En realidad, los problemas circulatorios se relacionan con la falta de movimiento durante largos períodos de tiempo, una situación muy recurrente entre quienes realizan vuelos extensos.
Por eso, resulta de gran importancia, sobre todo si estos vuelos son frecuentes, no permanecer inmóvil en el asiento desde el despegue y hasta el aterrizaje. Ponerse de pie y caminar por la cabina de pasajeros es vital para normalizar la irrigación de la sangre.
El síndrome de la clase turista recibió este nombre a finales de los ’90, cuando se descubrió que aquellos que estaban habituados a volar en avión durante muchas horas tenían mayor riesgo de padecer trombosis.
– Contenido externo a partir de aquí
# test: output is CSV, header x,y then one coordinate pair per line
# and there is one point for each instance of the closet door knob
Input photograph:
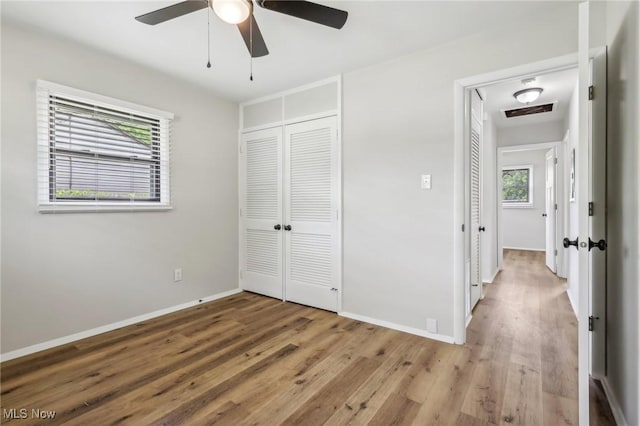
x,y
567,242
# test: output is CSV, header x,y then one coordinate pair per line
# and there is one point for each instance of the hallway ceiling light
x,y
526,96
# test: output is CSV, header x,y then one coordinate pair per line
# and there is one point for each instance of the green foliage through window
x,y
515,185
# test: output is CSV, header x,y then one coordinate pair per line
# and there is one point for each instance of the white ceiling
x,y
300,51
557,87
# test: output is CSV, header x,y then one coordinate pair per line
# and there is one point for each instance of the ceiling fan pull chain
x,y
208,37
251,45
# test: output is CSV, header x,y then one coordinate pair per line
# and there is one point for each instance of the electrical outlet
x,y
177,275
432,325
425,183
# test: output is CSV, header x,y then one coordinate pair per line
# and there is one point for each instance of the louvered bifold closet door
x,y
311,210
476,279
261,212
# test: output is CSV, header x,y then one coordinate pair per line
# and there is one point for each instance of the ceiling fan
x,y
238,12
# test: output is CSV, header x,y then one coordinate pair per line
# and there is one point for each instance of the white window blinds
x,y
98,153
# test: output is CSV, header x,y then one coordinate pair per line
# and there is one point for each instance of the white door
x,y
476,226
591,202
550,209
597,212
261,212
311,213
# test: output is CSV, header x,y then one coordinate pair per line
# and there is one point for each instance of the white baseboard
x,y
574,306
394,326
110,327
618,414
493,277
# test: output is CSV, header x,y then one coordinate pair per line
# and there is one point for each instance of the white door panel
x,y
591,185
261,209
476,199
550,209
311,210
598,218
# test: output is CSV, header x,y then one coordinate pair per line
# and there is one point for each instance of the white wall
x,y
623,197
524,227
552,131
66,273
398,124
489,202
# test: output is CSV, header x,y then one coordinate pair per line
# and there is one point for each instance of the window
x,y
98,153
517,186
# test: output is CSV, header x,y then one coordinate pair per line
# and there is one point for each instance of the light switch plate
x,y
426,182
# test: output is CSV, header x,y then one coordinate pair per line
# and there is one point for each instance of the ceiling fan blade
x,y
173,11
313,12
259,47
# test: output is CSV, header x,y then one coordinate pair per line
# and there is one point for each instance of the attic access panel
x,y
519,112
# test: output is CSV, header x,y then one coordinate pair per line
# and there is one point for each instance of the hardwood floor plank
x,y
186,411
253,360
324,403
485,395
363,404
523,396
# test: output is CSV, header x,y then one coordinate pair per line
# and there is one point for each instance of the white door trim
x,y
460,88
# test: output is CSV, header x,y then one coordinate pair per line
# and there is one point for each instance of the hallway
x,y
527,369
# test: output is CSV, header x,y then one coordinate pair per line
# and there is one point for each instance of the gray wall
x,y
623,203
524,227
552,131
398,124
66,273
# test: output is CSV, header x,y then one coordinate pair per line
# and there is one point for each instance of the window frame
x,y
49,204
518,204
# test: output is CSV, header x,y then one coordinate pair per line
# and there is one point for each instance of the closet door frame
x,y
309,287
246,276
281,100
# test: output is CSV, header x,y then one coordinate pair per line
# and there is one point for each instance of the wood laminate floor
x,y
252,360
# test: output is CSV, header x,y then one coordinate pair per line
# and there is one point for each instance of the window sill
x,y
101,208
518,206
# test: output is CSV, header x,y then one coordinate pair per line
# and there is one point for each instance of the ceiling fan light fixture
x,y
526,96
232,11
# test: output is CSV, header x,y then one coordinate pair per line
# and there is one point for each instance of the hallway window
x,y
517,186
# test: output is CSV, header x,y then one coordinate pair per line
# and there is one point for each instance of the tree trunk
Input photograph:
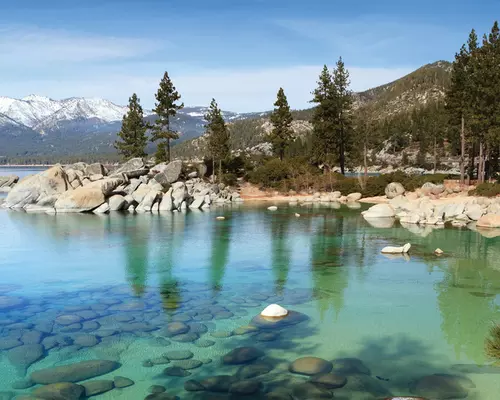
x,y
365,161
435,156
220,171
167,150
213,170
462,152
480,173
342,155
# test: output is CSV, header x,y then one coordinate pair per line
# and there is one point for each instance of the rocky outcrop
x,y
34,187
7,183
80,200
379,211
394,189
133,186
489,221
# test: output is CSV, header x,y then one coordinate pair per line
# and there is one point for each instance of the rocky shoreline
x,y
134,186
434,206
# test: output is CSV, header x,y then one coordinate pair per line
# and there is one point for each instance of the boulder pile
x,y
134,186
428,210
7,183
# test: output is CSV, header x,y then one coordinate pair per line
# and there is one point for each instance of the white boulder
x,y
397,250
274,311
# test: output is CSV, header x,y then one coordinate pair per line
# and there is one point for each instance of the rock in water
x,y
394,189
59,391
11,302
379,211
122,382
74,372
397,250
442,386
93,388
274,311
24,356
310,366
30,189
80,200
330,381
173,171
242,355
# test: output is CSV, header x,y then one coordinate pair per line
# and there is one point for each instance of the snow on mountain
x,y
39,112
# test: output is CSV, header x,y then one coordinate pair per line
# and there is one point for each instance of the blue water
x,y
403,318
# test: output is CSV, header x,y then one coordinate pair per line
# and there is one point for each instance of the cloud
x,y
32,46
235,90
375,39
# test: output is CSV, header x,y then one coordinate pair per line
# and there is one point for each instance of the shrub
x,y
492,345
487,190
229,179
271,174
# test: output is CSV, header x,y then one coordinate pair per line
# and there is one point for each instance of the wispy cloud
x,y
236,90
375,39
28,45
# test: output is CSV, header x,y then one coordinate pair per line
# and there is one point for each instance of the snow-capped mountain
x,y
41,113
38,125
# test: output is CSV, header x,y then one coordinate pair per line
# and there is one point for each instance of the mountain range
x,y
40,126
37,125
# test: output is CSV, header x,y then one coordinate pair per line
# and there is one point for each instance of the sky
x,y
237,51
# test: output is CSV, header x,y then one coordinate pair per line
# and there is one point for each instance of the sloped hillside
x,y
421,88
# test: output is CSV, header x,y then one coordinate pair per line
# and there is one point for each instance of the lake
x,y
116,287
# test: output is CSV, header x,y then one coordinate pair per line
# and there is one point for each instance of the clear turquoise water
x,y
404,318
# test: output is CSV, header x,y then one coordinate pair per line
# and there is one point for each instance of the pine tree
x,y
323,120
281,118
133,131
217,136
457,102
343,123
166,106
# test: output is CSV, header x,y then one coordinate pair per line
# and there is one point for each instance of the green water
x,y
403,318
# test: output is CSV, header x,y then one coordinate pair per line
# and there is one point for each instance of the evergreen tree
x,y
343,101
457,102
166,106
133,131
332,118
281,118
367,134
323,120
217,136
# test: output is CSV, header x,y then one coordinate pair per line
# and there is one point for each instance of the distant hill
x,y
39,126
420,88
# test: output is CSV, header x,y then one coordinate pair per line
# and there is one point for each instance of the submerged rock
x,y
309,391
310,366
93,388
74,372
179,355
242,355
349,366
24,356
219,383
11,302
122,382
397,250
274,311
442,386
253,370
245,387
329,380
59,391
292,318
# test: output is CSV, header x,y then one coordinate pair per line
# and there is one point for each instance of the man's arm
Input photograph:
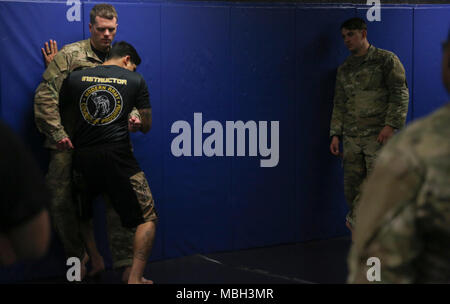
x,y
337,117
49,52
395,80
46,99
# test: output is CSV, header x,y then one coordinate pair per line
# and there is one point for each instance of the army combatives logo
x,y
101,104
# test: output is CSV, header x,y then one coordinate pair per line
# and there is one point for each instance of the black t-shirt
x,y
22,188
102,97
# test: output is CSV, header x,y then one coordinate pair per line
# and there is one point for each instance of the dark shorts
x,y
114,171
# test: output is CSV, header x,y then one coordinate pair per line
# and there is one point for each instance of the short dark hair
x,y
121,49
354,24
103,10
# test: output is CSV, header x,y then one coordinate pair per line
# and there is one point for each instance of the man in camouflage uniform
x,y
79,55
404,214
370,103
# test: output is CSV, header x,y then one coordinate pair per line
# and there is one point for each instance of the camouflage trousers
x,y
359,157
65,217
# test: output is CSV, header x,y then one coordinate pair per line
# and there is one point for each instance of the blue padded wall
x,y
196,78
320,205
431,24
229,62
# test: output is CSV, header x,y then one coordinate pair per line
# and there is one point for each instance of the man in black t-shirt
x,y
24,219
103,97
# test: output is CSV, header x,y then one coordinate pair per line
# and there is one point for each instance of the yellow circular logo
x,y
101,104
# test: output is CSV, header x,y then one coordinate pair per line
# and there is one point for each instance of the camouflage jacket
x,y
404,214
74,56
371,92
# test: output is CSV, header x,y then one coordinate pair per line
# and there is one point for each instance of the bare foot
x,y
141,281
126,274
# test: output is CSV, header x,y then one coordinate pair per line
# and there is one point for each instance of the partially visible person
x,y
370,105
24,219
404,214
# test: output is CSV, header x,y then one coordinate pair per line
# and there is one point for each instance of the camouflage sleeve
x,y
386,219
337,117
395,79
134,112
46,98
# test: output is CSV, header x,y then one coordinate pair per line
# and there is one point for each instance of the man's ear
x,y
364,34
126,60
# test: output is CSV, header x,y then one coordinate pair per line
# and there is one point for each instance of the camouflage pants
x,y
66,220
359,156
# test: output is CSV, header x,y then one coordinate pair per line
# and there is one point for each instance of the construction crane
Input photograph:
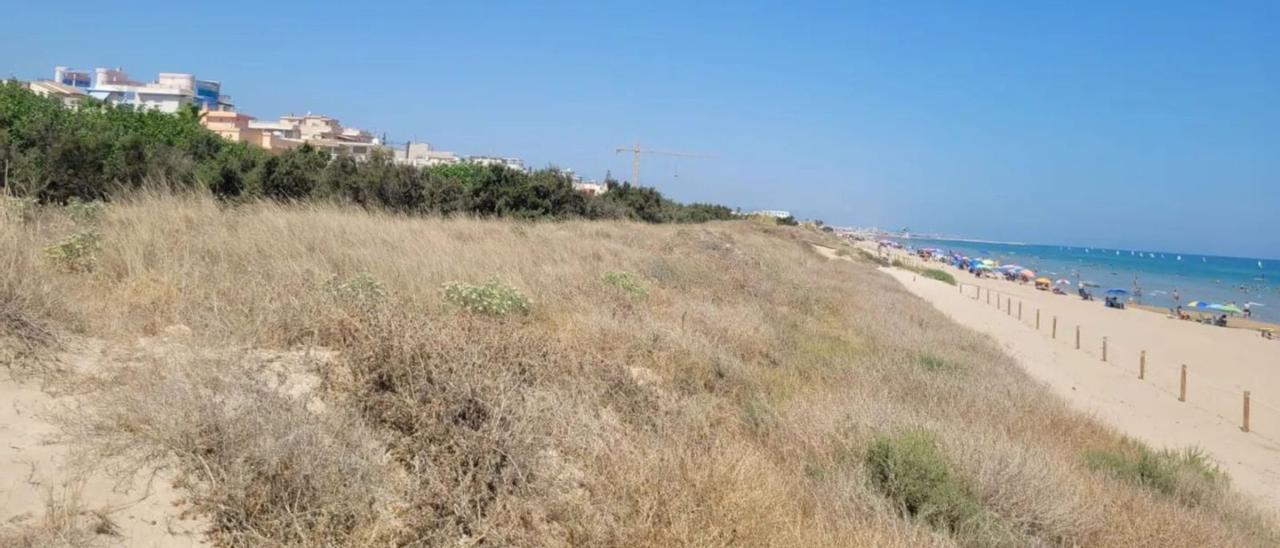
x,y
635,158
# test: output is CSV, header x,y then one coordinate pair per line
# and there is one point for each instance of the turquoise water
x,y
1196,277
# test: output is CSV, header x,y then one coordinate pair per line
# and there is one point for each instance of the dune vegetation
x,y
558,383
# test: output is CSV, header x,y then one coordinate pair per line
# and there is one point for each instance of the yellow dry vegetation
x,y
734,405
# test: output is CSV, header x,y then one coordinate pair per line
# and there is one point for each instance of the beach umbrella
x,y
1228,309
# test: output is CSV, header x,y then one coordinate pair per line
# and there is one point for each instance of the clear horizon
x,y
1150,126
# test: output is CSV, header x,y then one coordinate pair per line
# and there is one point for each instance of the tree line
x,y
55,154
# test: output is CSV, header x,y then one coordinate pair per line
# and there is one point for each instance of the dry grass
x,y
65,524
734,403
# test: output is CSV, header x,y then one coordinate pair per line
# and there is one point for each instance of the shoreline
x,y
1221,364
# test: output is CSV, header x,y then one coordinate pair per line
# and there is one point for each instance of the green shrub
x,y
21,210
1187,475
626,282
910,470
932,362
938,275
492,297
77,252
85,211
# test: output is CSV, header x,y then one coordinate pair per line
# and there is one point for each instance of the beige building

En sus inicios, se asoció esta problemática al escaso espacio que separa las filas de asientos en la clase turista, pero pronto se demostró que éste no es el punto clave. En verdad, aunque se viaje en primera clase, si no se ejercita las piernas durante todo el vuelo el problema es el mismo.
La deshidratación provocada por el aire enrarecido de la cabina es otro factor que complica la situación y aumenta el riesgo de trombosis. Beber un vaso de agua por cada hora de viaje y caminar con igual frecuencia son los requerimientos básicos para prevenir la enfermedad.